Question

9) A rock is projected upwards from the surface of the moon at time t = 0.0 s with a velocity of 30 m/s (the acceleration due to gravity at the surface of the moon is -1.62 m/s2. The rock rises, then falls and strikes the ground. Consider all quantities as positive in the upward direction. What is the velocity during accent at 180 m above the surface? At time t = 10 s, what is the height of the rock from the ground?​

Answer 1

a) The velocity of the rock during ascent at 180 meters above the surface is approximately 17.799 meters per second.

b) The height of the rock from the ground is 219 meters from the ground.

Step-by-step explanation:

a) The rock experiments a free fall, in which this element is projected upwards, decelerated until rest is reached and then it falls down. Please notice that free fall is a case of uniformly accelerated motion, in which object is accelerated by gravity.
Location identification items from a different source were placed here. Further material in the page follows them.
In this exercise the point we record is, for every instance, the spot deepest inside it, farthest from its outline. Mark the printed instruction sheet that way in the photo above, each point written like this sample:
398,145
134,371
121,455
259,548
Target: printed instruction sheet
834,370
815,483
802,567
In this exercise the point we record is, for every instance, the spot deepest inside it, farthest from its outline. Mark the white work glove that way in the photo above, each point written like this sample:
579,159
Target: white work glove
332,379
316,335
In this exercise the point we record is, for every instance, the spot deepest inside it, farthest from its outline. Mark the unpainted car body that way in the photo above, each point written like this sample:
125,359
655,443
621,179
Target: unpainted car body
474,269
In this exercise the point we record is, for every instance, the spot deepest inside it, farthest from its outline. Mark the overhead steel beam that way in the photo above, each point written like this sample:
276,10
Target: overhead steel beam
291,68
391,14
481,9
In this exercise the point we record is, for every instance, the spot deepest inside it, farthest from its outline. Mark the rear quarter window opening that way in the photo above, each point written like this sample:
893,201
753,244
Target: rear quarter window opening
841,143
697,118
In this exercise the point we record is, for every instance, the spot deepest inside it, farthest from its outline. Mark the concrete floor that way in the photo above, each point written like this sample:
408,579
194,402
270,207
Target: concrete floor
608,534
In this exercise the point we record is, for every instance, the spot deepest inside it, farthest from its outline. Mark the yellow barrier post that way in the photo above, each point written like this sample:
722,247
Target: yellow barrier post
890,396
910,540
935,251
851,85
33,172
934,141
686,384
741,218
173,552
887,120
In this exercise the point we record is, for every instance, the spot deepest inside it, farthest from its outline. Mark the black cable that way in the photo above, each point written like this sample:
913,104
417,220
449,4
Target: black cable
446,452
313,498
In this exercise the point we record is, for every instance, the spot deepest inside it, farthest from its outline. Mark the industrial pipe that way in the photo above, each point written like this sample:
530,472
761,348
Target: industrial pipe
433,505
The velocity of the rock is described by the following kinematic equation:

`v = \sqrt{v_(o)^(2)+2\cdot a\cdot \Delta s}` (1)

Where:

`v_(o)` - Initial velocity, measured in meters per second.

`v` - Final velocity, measured in meters per second.

`a` - Gravitational acceleration, measured in meters per square second.

`\Delta s` - Travelled distance, measured in meters.

If we know that
`v_(o) = 30\,(m)/(s)`,
`a = -1.62\,(m)/(s^(2))` and
`\Delta s = 180\,m`, then the velocity during ascent at 180 meters is:

`v =\sqrt{\left(30\,(m)/(s) \right)^(2)+2\cdot \left(-1.62\,(m)/(s^(2))\right)\cdot (180\,m) }`

`v \approx 17.799\,(m)/(s)`

The velocity of the rock during ascent at 180 meters above the surface is approximately 17.799 meters per second.

b) The height of the rock is calculated from this kinematic formula:

`s = s_(o)+v_(o)\cdot t +(1)/(2)\cdot a \cdot t^(2)` (2)

Where:

`s_(o)` - Initial position of the rock, measured in meters.

`s` - Final position of the rock, measured in meters.

`v_(o)` - Initial velocity of the rock, measured in meters per second.

`t` - Time, measured in seconds.

`a` - Acceleration, measured in meters per square second.

If we know that
`s_(o) = 0\,m`,
`v_(o) = 30\,(m)/(s)`,
`t = 10\,s` and
`a = -1.62\,(m)/(s^(2))`, then the height of the rock from the ground is:

`s = 0\,m + \left(30\,(m)/(s) \right)\cdot (10\,s)+(1)/(2)\cdot \left(-1.62\,(m)/(s^(2)) \right)\cdot (10\,s)^(2)`

`s = 219\,m`

The height of the rock from the ground is 219 meters from the ground.